4.1 Silicate depth and H₂O bending mode

Figure 8: The strength of the bending mode of water ice plotted against the silicate optical depth. Different regions are distinguished by different symbols, as shown in the legend.

Figure 8 shows the measured equivalent widths of the 6 $\mu$m water ice feature plotted against the optical depth of the silicate feature: clear regional variations are apparent. As discussed above, all but one of the sources in Cha I are characterised by little or no ice absorption and by silicate emission; the other 3 regions show absorption from both silicates and ices with only a few examples of weak silicate emission. The sources in RCrA are characterised by similar absorption strengths throughout, whereas far deeper absorption and variation is observed in both $\rho$ Oph and Serpens. It is clear from Fig. 8, however, that the sources in $\rho$ Oph show markedly less water ice absorption relative to silicates than those in Serpens. This could be due to sublimation effects, indicating a difference in the thermal structure and history of the two clouds, or could represent a real difference in the chemical composition of the two clouds; without measuring the corresponding gas-phase lines we cannot say which.

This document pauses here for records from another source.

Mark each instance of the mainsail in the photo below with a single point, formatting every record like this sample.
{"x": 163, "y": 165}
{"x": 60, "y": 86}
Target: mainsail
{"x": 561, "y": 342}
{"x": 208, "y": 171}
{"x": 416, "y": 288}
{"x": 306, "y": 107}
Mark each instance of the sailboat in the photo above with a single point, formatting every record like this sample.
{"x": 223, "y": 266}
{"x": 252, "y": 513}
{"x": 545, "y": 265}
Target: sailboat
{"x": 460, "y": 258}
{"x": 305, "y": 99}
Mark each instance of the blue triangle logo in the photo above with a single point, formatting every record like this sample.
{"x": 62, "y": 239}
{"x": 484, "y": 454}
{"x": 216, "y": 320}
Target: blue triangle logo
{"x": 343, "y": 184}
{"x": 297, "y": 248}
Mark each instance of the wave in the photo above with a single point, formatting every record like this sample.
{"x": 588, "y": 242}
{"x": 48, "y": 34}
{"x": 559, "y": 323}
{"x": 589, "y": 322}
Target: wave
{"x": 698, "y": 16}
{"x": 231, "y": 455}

Sub-millimetre observations of gas-phase H₂O (Ashby et al. 2000) do show an under-abundance of gaseous H₂O in $\rho$ Oph A relative to S140, but to the best of our knowledge no similar direct comparisons between the sources observed here exist in the literature. It is also worth noting that the silicate:water ice ratios appear to be approximately constant for all the different embedded sources in both $\rho$ Oph and Serpens. This indicates that in both clouds the composition of the absorbing intracloud material is roughly constant along different lines of sight, a result consistent with the previous Serpens work of Eiroa & Hodapp (1989).

  
4.2 H₂O and CO₂ bending modes

Figure 9: The ratio of the CO2:H2O ice equivalent widths plotted against silicate optical depth. This ratio is directly proportional to the ratio of ice column densities: adopting the band strengths from Gerakines et al. (1995) results in an equivalent width ratio of 1 corresponding to a column density ratio of $\simeq$0.17.

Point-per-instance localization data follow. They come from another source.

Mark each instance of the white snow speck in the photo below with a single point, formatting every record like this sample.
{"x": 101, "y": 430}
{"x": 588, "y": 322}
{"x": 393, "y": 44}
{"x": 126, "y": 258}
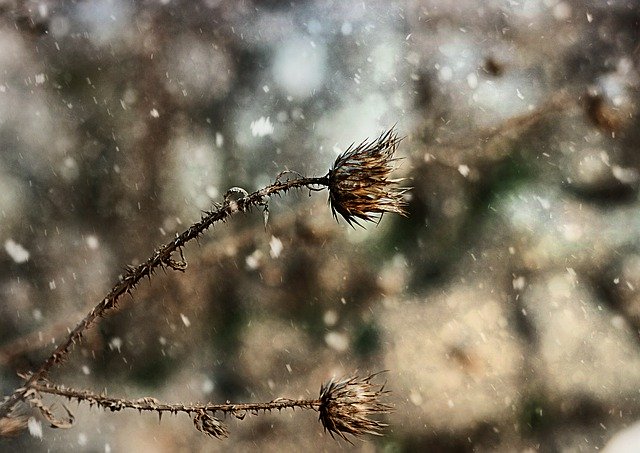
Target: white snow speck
{"x": 337, "y": 341}
{"x": 35, "y": 427}
{"x": 17, "y": 252}
{"x": 92, "y": 242}
{"x": 115, "y": 343}
{"x": 625, "y": 175}
{"x": 276, "y": 247}
{"x": 253, "y": 260}
{"x": 207, "y": 386}
{"x": 261, "y": 127}
{"x": 519, "y": 283}
{"x": 330, "y": 318}
{"x": 546, "y": 204}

Figure 9 shows the ratio of the CO₂:H₂O ice equivalent widths (which is proportional to the corresponding ratio of column densities) plotted against the silicate optical depth. The results from Serpens and RCrA are fairly well correlated, with CO₂:H₂O ice column density ratios ranging from 0 to 0.16 (adopting the band strengths from Gerakines et al. 1995). There is a possible trend showing the CO₂:H₂O increasing with decreasing silicate optical depth, but this is somewhat unclear in these data.

The data from $\rho$ Oph, however, show a far greater scatter with CO₂:H₂O ice column density ratios ranging from 0 to 0.4. This is consistent with previous observations: for example Chiar et al. (1994, 1995) found a greater scatter in column densities of CO and H₂O ices against A_V in $\rho$ Oph than in Serpens, RCrA or Taurus. The reasons for this are unclear but it seems likely that, as suggested by Chiar et al. (1995), local conditions around the young stars in $\rho$ Oph play a role. Detailed study of the gas-phase abundances of CO₂ and H₂O towards these objects will further constrain this problem, but without such observations or further knowledge of the envelope structures we merely note the presence of this discrepancy here.